How Ari Aster convinced Cate Blanchett to embrace absurdity: “It was unturndownable”
Cate Blanchett has played pretty much every type of character there is. In Peter Jackson’s ‘The Lord of the Rings’ trilogy, she was an immortal elf. In Carol, she portrayed an older divorcee intertwined in a taboo love affair with a much younger woman. She’s played gangsters, famous actresses, Russian spies, English Queens, and even a puppet monkey in Guillermo Del Toro’s Pinnochio. If you can think of something, chances are Blanchett has been it.
One of the Australian’s most intriguing recent roles came in Guy Maddin, Evan Johnson, and Galen Johnson’s film Rumours. She plays Hilda Ortmann, the Chancellor of Germany attending the G7 summit with other powerful world leaders.

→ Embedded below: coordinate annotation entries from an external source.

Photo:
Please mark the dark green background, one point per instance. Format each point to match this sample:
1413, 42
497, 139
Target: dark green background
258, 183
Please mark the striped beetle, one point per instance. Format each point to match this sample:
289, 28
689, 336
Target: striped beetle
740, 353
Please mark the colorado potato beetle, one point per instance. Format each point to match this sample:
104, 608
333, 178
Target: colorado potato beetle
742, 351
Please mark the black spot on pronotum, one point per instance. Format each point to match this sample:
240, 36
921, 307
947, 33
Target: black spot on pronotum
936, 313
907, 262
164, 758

Unfortunately, they get lost in a nearby forest, where they are attacked by mysterious creatures as they attempt to return to civilization. It’s an absolutely bonkers idea with an even more bonkers execution, but it’s a whole lot of fun.
Speaking with Screen Rant, Blanchett gave her reasons for signing on to this insane project. “I’m a huge fan of Guy’s ouvre,” she revealed. “I had seen all his films and I particularly loved The Green Fog, which he’d made with Evan and Galen Johnson. And then I found out that Ari Aster was producing. That’s how it came to me and how it came to you.”

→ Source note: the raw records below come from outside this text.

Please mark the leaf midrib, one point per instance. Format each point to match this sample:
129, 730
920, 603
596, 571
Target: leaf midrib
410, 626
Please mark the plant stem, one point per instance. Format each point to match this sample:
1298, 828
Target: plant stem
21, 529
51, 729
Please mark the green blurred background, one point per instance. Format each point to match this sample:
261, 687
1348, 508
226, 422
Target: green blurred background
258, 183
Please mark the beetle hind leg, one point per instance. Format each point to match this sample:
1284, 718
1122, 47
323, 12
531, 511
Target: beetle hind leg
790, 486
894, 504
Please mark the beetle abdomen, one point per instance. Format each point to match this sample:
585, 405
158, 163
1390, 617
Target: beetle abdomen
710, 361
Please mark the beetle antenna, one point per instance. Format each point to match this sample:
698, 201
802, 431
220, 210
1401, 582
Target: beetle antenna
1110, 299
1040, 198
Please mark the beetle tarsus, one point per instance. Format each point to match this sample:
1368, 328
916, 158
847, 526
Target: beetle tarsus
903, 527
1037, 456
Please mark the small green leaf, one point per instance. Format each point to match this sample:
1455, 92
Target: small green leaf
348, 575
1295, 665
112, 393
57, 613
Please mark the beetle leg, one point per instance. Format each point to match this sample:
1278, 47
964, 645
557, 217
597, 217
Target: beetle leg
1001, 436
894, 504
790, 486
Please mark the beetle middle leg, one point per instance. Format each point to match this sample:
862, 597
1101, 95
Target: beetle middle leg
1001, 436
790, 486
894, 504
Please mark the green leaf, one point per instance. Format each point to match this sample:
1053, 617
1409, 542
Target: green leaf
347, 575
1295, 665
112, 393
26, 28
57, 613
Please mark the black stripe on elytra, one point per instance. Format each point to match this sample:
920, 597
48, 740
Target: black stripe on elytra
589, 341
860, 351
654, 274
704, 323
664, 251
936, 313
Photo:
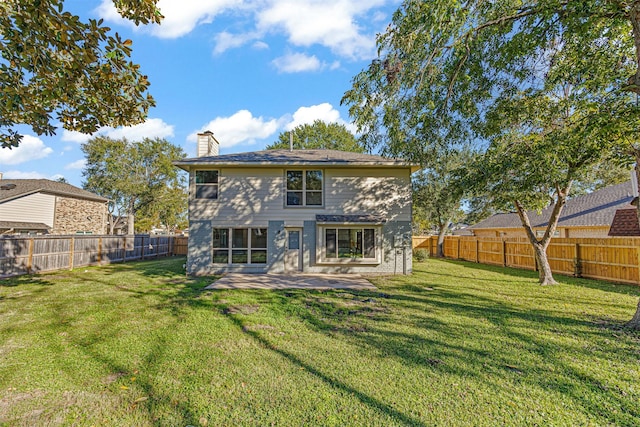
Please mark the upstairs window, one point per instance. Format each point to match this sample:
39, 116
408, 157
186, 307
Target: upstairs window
304, 188
207, 185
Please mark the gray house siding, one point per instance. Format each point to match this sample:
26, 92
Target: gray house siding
255, 198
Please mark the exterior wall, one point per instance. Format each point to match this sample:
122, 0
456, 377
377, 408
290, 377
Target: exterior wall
255, 197
79, 215
32, 208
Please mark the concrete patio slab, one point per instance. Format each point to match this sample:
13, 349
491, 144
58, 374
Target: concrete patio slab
292, 281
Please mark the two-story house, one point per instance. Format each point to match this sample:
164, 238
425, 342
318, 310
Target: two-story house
313, 211
41, 206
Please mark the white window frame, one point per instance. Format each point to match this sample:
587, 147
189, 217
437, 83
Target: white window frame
304, 190
321, 249
249, 248
211, 184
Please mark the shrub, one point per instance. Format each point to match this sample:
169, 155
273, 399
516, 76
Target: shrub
420, 255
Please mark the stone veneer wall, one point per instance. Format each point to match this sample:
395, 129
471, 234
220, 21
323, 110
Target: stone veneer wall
74, 215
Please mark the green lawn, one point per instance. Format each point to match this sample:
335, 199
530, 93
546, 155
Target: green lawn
454, 344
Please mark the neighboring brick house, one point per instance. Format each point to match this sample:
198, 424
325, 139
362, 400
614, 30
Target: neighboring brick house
314, 211
41, 206
590, 215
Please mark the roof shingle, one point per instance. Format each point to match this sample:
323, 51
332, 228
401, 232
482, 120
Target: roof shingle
294, 157
594, 209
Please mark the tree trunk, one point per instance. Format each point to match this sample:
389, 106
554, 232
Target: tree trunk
635, 321
441, 233
130, 224
545, 275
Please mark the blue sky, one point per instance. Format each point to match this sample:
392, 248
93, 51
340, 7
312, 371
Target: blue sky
244, 69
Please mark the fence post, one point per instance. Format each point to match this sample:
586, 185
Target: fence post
30, 258
71, 249
504, 252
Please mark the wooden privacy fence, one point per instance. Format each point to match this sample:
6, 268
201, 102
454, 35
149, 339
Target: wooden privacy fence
616, 259
25, 255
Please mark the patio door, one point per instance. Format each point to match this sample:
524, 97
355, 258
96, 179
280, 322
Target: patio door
293, 251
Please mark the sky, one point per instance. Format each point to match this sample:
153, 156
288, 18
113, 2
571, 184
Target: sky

Blanchett said that, upon reading the script for Rumours, she burst out laughing. “I think all good scripts have the sense that they have to be filmed to make sense,” she continued. “And so, the chance to work with them and with an international cast, it was unturndownable. I knew it was funny. It was awkward. And the way they assemble their films is so unique in particular. So I wanted to be part of that.”

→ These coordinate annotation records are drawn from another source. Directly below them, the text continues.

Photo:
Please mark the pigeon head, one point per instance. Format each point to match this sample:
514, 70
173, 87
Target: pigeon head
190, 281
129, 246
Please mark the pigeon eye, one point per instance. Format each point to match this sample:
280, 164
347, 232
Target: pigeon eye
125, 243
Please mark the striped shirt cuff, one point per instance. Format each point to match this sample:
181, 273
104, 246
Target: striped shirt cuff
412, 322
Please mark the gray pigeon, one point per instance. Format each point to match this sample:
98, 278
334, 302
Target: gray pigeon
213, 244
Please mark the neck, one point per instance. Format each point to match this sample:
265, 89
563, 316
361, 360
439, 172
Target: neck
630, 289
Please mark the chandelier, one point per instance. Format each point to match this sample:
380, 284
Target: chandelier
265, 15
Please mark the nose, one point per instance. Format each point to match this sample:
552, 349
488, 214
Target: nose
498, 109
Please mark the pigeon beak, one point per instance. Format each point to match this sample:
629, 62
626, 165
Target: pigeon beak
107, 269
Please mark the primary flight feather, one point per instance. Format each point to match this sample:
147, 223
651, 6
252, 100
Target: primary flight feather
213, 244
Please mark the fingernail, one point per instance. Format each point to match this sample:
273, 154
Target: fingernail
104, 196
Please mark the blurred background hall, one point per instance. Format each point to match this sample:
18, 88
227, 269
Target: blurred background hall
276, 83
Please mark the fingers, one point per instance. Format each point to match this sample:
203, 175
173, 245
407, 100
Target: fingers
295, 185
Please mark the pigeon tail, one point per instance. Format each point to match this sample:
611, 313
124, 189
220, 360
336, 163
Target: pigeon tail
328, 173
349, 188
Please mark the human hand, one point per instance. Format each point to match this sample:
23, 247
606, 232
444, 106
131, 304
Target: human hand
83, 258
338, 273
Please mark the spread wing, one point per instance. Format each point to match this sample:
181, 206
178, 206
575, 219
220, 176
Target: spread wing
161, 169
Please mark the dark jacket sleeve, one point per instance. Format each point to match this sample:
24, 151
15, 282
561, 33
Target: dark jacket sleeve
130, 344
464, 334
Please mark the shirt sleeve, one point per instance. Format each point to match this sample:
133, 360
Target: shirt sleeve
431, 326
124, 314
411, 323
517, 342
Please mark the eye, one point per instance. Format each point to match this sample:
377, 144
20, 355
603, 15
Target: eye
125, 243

Aster, director of Midsommar, Hereditary, and Beau is Afraid, served as an executive producer on Rumours. His films follow a similar vein; formidably frightening with elements of the sublime woven in. His most recent picture, Beau is Afraid, leans furthest into the absurd, combining existential dread and personal anxiety with outlandish scenarios and visuals. It’s easy to see why he was keen to help Maddin and the Johnsons out and why Blanchett was so eager to work with him.
The movie, which also stars Charles Dance as the US President, Denis Ménochet as the President of France, and Alicia Vikander as Secretary General of the European Commission, received praise for its handling of what could have been a simple one-note joke and for its satirical portrayal of powerful politicians as frightened children.
Ménochet, who was also interviewed by Screen Rant, is a friend of Aster’s, having worked with him on Beau is Afraid. “Reading the script, I thought it was so wicked, hilarious,” the French actor revealed. “And playing the French president was nice, like, ‘Yeah, I can be the French president and just lean into all those cliches and have fun with it.'” He called signing on to the movie, which premiered at the 2024 Cannes Film Festival, a “no-brainer.”
“It’s this sort of awkward cross between a Mexican soap opera and an episode of Scooby-Doo and a zombie chase movie,” Blanchett said, highlighting the absolute chaos of the film. Ménochet then compared the movie to Stanley Kubrick’s Dr. Strangelove, rounding off the oddest collection of comparisons in film promotion history.